Frontend for request schedule
- Simple Executor
- Extensible Executor
- Schedule Interface
Backend compute engine for expert computation
- pytorch
- onnxruntime
- candle
Integration with existing framework for attention computation
- pytorch
- vLLM
Transport channel between frontend and backend
- gRPC
- RDMA
- DSM

Contact Us

If you have any questions, please join our discussion at https://expert-kit.zulipchat.com/ or post new issues.

License Agreement

Primary License: This project as a whole is licensed under the GNU GPL 3.0.
Third-Party Components:
- Licenses and copyright notices for third-party components are located alongside the component code directory.
- The following components are included:
  - DeepSeek-V3 (Code/Complementary Material): Located in ek-integration/expertkit-torch/expertkit-torch/models/deepseek_v3/. This code is licensed under the DeepSeek License Agreement v1.0 and the MIT License.
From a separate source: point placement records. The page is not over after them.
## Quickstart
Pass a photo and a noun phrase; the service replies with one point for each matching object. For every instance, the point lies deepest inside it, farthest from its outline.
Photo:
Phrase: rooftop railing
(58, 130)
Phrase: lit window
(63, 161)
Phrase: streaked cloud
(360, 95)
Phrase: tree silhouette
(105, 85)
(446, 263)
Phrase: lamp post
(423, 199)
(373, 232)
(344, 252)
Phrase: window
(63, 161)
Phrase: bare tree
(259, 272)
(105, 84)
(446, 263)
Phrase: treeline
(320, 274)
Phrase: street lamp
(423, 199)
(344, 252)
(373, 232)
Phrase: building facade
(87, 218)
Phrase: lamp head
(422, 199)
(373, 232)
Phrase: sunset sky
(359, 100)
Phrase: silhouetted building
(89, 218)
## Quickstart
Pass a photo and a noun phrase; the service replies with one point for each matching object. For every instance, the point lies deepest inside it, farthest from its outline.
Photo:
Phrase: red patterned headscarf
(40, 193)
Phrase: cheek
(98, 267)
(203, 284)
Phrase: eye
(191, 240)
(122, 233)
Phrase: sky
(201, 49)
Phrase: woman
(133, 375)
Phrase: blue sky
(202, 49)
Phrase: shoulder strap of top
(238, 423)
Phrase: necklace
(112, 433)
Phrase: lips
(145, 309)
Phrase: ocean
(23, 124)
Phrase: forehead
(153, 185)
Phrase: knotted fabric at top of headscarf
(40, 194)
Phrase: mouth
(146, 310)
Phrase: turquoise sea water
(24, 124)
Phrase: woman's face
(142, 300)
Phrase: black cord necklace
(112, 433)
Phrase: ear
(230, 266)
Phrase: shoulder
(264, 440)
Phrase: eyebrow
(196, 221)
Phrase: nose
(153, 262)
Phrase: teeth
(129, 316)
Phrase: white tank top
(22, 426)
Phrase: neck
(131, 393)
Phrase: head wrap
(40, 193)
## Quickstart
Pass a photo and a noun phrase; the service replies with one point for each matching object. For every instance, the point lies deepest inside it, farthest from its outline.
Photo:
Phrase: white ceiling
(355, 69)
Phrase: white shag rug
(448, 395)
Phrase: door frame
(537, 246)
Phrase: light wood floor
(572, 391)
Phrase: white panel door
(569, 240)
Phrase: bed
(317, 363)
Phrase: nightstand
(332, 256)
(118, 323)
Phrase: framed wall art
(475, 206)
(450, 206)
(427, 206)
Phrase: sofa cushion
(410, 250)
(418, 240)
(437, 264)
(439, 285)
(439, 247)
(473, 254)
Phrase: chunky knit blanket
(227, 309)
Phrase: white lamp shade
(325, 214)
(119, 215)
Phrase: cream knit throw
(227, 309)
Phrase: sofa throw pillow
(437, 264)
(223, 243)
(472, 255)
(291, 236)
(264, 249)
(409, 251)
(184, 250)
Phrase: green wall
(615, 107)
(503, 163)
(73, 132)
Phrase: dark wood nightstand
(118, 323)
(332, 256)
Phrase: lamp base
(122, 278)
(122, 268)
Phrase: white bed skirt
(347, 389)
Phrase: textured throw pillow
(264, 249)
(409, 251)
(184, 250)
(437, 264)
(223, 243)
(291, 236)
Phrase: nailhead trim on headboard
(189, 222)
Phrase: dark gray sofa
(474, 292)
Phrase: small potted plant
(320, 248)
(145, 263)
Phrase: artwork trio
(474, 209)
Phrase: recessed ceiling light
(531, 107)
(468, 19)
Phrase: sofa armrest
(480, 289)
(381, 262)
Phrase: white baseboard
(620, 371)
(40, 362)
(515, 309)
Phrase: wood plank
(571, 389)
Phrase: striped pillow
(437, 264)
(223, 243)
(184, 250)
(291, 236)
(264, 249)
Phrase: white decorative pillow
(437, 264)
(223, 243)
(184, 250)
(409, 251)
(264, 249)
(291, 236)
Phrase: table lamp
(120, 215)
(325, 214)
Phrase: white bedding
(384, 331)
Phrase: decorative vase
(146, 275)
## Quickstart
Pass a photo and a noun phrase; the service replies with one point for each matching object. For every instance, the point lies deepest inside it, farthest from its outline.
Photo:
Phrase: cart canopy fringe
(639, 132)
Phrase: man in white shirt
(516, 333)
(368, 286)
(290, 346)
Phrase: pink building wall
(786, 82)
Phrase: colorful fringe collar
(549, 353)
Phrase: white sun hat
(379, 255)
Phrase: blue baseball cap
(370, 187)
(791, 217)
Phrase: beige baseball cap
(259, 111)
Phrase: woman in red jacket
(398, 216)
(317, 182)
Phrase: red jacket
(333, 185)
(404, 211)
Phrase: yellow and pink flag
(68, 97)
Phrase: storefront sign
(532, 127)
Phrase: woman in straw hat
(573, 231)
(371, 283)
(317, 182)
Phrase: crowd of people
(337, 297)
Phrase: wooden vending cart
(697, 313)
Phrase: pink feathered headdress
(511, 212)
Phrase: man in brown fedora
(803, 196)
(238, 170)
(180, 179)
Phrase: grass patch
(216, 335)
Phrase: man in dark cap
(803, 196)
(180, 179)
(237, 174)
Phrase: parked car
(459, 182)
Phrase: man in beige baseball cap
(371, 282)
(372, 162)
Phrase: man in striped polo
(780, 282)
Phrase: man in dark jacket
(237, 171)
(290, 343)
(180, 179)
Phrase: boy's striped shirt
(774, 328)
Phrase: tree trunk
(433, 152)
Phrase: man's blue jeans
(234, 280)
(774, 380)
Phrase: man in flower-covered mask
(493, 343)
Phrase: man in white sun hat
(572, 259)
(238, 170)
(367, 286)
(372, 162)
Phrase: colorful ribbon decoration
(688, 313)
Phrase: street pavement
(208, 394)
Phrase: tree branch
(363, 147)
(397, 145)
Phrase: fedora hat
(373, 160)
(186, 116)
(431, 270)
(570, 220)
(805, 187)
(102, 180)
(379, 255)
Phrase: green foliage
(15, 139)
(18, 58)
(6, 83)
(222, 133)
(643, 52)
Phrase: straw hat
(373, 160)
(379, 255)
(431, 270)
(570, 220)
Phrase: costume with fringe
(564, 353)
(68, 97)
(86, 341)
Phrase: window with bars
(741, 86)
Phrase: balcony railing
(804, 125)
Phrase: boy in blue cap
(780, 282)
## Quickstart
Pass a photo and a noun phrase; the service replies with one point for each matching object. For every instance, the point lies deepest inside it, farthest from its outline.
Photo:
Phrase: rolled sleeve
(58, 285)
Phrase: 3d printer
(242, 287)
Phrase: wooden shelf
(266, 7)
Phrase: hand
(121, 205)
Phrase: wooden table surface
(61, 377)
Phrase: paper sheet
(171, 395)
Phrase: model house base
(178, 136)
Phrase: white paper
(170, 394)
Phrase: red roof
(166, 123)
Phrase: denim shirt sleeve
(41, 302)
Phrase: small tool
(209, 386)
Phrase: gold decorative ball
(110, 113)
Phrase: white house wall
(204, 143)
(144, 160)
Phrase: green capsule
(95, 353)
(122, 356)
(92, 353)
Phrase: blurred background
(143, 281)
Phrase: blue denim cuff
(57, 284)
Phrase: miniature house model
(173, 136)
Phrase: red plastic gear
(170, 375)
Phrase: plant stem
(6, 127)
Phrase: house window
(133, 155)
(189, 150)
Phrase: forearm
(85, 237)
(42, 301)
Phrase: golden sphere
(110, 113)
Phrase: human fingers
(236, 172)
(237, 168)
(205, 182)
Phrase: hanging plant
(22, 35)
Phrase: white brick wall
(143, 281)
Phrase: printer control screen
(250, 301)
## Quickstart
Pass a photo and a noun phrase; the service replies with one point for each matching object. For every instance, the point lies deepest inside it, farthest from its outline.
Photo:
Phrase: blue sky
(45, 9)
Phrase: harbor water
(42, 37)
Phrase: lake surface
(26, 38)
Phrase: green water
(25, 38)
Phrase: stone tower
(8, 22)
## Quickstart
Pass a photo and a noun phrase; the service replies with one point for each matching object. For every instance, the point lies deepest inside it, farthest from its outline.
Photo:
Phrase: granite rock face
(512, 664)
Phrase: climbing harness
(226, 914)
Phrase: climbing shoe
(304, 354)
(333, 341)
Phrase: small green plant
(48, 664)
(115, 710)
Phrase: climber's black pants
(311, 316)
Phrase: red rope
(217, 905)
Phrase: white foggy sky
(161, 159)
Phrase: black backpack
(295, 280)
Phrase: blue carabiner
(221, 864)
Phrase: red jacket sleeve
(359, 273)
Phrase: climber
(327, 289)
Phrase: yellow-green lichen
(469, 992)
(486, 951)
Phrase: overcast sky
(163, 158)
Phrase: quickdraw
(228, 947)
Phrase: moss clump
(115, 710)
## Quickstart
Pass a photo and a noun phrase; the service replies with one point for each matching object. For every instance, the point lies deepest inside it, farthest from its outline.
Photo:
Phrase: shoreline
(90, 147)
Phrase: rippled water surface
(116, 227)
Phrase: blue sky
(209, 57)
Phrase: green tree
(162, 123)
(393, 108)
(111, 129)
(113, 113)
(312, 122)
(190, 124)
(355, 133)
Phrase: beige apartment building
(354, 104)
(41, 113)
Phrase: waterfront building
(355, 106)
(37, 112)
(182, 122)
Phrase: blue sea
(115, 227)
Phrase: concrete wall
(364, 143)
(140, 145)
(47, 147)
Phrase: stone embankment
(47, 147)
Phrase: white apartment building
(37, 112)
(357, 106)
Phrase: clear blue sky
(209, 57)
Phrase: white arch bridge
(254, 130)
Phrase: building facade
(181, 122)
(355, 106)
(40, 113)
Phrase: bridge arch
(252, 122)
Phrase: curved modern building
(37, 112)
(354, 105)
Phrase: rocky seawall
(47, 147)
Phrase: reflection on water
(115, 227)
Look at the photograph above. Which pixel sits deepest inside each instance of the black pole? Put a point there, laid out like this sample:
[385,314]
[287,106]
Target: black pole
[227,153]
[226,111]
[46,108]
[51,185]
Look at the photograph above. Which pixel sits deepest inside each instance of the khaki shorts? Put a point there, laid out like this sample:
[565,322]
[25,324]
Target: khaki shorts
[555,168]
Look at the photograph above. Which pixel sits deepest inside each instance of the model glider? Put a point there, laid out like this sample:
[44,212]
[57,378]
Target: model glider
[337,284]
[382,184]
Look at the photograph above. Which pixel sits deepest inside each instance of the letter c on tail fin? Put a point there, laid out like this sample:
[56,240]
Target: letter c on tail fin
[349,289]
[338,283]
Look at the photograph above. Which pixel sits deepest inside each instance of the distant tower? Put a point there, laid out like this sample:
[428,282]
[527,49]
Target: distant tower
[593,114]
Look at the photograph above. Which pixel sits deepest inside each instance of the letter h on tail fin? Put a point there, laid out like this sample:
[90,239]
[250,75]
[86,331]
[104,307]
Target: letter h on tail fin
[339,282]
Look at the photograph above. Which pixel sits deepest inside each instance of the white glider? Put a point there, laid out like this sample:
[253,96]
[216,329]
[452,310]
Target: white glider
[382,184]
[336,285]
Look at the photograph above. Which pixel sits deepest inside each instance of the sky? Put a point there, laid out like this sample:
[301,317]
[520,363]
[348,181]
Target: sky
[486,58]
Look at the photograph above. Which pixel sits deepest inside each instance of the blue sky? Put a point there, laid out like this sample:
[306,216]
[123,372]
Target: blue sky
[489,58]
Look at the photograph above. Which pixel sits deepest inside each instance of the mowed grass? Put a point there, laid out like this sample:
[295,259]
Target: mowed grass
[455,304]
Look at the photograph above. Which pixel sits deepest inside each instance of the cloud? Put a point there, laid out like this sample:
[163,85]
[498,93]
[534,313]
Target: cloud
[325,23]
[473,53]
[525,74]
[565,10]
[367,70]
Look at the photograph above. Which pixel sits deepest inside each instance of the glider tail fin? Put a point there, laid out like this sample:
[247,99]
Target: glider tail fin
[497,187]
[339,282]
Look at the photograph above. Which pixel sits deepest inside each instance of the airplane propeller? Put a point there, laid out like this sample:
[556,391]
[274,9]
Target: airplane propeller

Please be aware that use of the associated DeepSeek Model is subject to the use restrictions detailed in Attachment A of the DeepSeek License Agreement v1.0.
  - Qwen3-MoE: Located in ek-integration/expertkit-torch/expertkit-torch/models/. This code is licensed under Apache License Version 2.0.
Compliance: All third-party components are used in compliance with their original license terms.